In 1997, Justin Sneed, 19-years-old at the time, confessed to robbing and beating Barry Van Treese, Glossip’s former boss at his motel job, to death with a baseball bat. Sneed received a life sentence, but was spared the death penalty when he testified against Glossip, saying that Glossip had paid him $10,000 for the murder.
Glossip was convicted in 1998, then in 2004, after an appeals court threw out the primary conviction, he was found guilty once again. However, two new independent investigations have raised doubts about the case against the inmate.
Drummond said that some of the issues about the case include Sneed lying on the stand about a psychiatric condition he suffered from at the time, and the reason that he was taking mood-disorder medicine, lithium. Drummond also claimed that the some of the evidence in the case was destroyed by authorities.
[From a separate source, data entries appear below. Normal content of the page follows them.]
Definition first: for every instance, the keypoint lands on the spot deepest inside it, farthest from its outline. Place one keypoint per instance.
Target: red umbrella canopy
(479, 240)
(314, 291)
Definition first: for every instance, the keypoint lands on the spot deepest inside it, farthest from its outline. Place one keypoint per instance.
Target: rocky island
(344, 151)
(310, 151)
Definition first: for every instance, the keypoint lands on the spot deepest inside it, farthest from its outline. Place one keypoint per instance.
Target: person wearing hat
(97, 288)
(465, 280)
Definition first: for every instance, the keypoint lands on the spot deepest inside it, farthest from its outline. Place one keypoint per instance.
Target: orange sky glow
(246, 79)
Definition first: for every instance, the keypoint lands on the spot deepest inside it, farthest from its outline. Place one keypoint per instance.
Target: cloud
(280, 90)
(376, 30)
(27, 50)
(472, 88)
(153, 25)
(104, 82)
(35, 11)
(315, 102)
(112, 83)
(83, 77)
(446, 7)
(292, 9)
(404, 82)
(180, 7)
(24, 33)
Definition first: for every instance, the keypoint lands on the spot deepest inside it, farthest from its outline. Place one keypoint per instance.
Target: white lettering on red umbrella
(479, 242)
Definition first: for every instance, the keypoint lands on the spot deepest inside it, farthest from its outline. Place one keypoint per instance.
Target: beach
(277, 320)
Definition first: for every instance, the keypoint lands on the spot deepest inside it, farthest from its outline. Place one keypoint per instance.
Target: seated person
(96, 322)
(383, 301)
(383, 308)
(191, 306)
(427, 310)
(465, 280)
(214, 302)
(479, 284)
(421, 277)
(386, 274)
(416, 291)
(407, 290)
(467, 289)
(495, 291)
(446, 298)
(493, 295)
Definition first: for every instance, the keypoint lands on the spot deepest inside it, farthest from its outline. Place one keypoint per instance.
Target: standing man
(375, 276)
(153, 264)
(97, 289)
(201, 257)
Glossip also has pending petitions for appeals challenging his conviction on the grounds that prosecutors had not turned over evidence about Sneed to his defense attorney during the trial.
The state AG clarified that he does not think the two independent investigations exonerate Glossip, he stated that he believes the inmate is guilty of being an accessory to murder after the fact at a minimum, and that he is “likely also guilty of murder,” according to the New York Post.
However, Drummond went on to say that he does not believe the evidence provided prove his guilt beyond a reasonable doubt.
Glossip’s attorney, Don Knight, said that the Supreme Court’s decision to halt the execution is “the right thing.”
“We are very grateful to the U.S. Supreme Court for doing the right thing in stopping Richard Glossip’s unlawful execution,” he said. “There is nothing more harrowing than the thought of executing a man who the state now admits has never received a fair trial. Thankfully, for the time being, Mr. Glossip is out of peril.”
Since his 1998 conviction, Glossip has had nine different execution dates that have been changed, and three last meals.
Justice Neil Gorsuch recused himself from the case due to his past dealings with Glossip’s case while serving as an appeals court judge.